From: Alan Hayward <alan.hayward@arm.com>
To: "gcc-patches@gcc.gnu.org" <gcc-patches@gcc.gnu.org>
Subject: [Patch] Optimize condition reductions where the result is an integer induction variable
Date: Wed, 11 Nov 2015 12:22:00 -0000 [thread overview]
Message-ID: <D268E36F.98B3%alan.hayward@arm.com> (raw)
[-- Attachment #1: Type: text/plain, Size: 1361 bytes --]
Hi,
I hoped to post this in time for Monday’s cut off date, but circumstances
delayed me until today. Hoping if possible this patch will still be able
to go in.
This patch builds upon the change for PR65947, and reduces the amount of
code produced in a vectorized condition reduction where operand 2 of the
COND_EXPR is an assignment of a increasing integer induction variable that
won't wrap.
For example (assuming all types are ints), this is a match:
last = 5;
for (i = 0; i < N; i++)
if (a[i] < min_v)
last = i;
Whereas, this is not because the result is based off a memory access:
last = 5;
for (i = 0; i < N; i++)
if (a[i] < min_v)
last = a[i];
In the integer induction variable case we can just use a MAX reduction and
skip all the code I added in my vectorized condition reduction patch - the
additional induction variables in vectorizable_reduction () and the
additional checks in vect_create_epilog_for_reduction (). From the patch
diff only, it's not immediately obvious that those parts will be skipped
as there is no code changes in those areas.
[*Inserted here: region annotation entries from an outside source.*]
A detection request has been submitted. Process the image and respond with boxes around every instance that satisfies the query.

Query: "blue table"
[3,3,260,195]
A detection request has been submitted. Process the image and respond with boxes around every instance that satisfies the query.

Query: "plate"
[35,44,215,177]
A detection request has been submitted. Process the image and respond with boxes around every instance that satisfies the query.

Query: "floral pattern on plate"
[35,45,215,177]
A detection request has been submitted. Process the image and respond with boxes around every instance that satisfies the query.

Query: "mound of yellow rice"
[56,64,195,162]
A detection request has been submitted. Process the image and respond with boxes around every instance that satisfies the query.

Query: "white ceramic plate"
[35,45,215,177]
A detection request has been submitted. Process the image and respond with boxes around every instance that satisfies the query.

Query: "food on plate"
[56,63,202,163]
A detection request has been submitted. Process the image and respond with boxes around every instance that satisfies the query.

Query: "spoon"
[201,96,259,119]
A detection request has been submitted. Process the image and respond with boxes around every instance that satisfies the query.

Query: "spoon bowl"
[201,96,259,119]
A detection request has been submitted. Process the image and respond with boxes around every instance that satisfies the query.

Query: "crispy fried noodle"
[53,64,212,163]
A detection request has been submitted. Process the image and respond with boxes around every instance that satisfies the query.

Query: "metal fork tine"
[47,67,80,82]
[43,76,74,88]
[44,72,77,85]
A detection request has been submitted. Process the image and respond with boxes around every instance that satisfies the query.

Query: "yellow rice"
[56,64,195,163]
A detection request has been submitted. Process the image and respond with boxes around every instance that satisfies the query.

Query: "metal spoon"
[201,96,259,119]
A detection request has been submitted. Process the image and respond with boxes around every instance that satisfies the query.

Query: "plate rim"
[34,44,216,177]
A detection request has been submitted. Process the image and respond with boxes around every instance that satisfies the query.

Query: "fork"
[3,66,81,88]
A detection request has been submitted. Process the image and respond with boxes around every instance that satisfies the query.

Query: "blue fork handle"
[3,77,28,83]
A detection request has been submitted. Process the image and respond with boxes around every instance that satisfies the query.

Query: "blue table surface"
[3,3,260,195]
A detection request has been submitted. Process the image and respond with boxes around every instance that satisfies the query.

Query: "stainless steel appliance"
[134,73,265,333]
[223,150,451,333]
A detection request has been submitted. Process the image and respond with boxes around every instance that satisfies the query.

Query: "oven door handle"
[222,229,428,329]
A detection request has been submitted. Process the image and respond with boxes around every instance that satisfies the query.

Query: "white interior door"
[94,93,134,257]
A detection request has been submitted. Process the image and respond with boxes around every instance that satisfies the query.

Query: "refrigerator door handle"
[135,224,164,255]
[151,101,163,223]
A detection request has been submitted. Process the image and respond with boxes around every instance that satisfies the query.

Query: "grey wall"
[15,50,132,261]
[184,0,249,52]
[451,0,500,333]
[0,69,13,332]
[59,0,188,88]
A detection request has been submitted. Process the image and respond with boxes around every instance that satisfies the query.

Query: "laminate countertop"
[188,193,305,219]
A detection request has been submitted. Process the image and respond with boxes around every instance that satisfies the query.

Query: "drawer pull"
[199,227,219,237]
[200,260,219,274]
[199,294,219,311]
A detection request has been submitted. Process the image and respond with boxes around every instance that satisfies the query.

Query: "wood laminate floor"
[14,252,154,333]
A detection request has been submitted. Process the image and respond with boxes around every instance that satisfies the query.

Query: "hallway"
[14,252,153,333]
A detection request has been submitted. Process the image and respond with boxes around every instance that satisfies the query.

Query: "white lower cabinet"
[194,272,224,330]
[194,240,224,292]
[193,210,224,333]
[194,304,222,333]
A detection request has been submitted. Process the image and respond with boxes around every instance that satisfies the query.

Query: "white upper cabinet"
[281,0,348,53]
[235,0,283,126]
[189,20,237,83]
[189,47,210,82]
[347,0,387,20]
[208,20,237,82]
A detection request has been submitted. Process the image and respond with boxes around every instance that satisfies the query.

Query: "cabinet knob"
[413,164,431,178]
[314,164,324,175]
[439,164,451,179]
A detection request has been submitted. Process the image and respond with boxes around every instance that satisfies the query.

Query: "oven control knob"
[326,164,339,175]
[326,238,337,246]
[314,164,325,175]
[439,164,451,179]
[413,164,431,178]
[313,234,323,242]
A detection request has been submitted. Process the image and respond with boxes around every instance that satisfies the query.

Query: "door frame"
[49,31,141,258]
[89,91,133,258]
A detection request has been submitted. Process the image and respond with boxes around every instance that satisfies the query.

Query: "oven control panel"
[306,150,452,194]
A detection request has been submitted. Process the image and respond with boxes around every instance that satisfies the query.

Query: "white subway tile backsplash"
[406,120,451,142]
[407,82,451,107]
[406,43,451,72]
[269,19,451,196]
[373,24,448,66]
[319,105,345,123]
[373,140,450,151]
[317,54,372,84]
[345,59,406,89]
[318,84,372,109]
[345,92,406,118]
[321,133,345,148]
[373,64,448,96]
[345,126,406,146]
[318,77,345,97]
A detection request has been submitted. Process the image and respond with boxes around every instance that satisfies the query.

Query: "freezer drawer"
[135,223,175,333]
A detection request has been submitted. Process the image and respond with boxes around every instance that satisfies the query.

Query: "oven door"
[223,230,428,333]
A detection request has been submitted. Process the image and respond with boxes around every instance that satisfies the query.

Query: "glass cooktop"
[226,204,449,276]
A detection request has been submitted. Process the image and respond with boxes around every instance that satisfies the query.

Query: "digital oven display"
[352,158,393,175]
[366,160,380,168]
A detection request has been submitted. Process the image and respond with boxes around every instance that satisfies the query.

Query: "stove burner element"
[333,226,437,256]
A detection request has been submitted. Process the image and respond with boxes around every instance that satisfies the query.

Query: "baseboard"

The initial value of the induction variable is force set to zero, as any
other value could effect the result of the induction. At the end of the
loop, if the result is zero, then we restore the original initial value.
Cheers,
Alan.
[-- Attachment #2: optimizeConditionReductions.patch --]
[-- Type: application/octet-stream, Size: 16071 bytes --]
diff --git a/gcc/testsuite/gcc.dg/vect/pr65947-1.c b/gcc/testsuite/gcc.dg/vect/pr65947-1.c
index 7933f5c861201a7720ca77d84671898586516914..1e7a05dc8cc6f00fee265b9b8ad65beaa520f1e8 100644
--- a/gcc/testsuite/gcc.dg/vect/pr65947-1.c
+++ b/gcc/testsuite/gcc.dg/vect/pr65947-1.c
@@ -9,7 +9,7 @@ extern void abort (void) __attribute__ ((noreturn));
int
condition_reduction (int *a, int min_v)
{
- int last = -1;
+ int last = 66; /* High start value. */
for (int i = 0; i < N; i++)
if (a[i] < min_v)
@@ -28,12 +28,13 @@ main (void)
31, 32
};
- int ret = condition_reduction (a, 16);
+ int ret = condition_reduction (a, 1);
- if (ret != 19)
+ if (ret != 17)
abort ();
return 0;
}
/* { dg-final { scan-tree-dump-times "LOOP VECTORIZED" 2 "vect" { xfail { ! vect_max_reduc } } } } */
+/* { dg-final { scan-tree-dump-times "condition expression based on integer induction." 4 "vect" { xfail { ! vect_max_reduc } } } } */
diff --git a/gcc/testsuite/gcc.dg/vect/pr65947-10.c b/gcc/testsuite/gcc.dg/vect/pr65947-10.c
index 9a43a6059fabc1ca527dd6305bf6482f2103fab4..b4c6659b77ccbbafd77c62976e408dda37a2f4c4 100644
--- a/gcc/testsuite/gcc.dg/vect/pr65947-10.c
+++ b/gcc/testsuite/gcc.dg/vect/pr65947-10.c
@@ -37,4 +37,5 @@ main (void)
}
/* { dg-final { scan-tree-dump-times "LOOP VECTORIZED" 2 "vect" { xfail { ! vect_max_reduc } } } } */
+/* { dg-final { scan-tree-dump-not "condition expression based on integer induction." "vect" } } */
diff --git a/gcc/testsuite/gcc.dg/vect/pr65947-12.c b/gcc/testsuite/gcc.dg/vect/pr65947-12.c
new file mode 100644
index 0000000000000000000000000000000000000000..fb5ffd48c7bb87f6e2f9e055e90e4f121a202d5e
--- /dev/null
+++ b/gcc/testsuite/gcc.dg/vect/pr65947-12.c
@@ -0,0 +1,41 @@
+/* { dg-require-effective-target vect_condition } */
+
+extern void abort (void) __attribute__ ((noreturn));
+
+#define N 32
+
+/* Simple condition reduction where the result is a negative of the induction.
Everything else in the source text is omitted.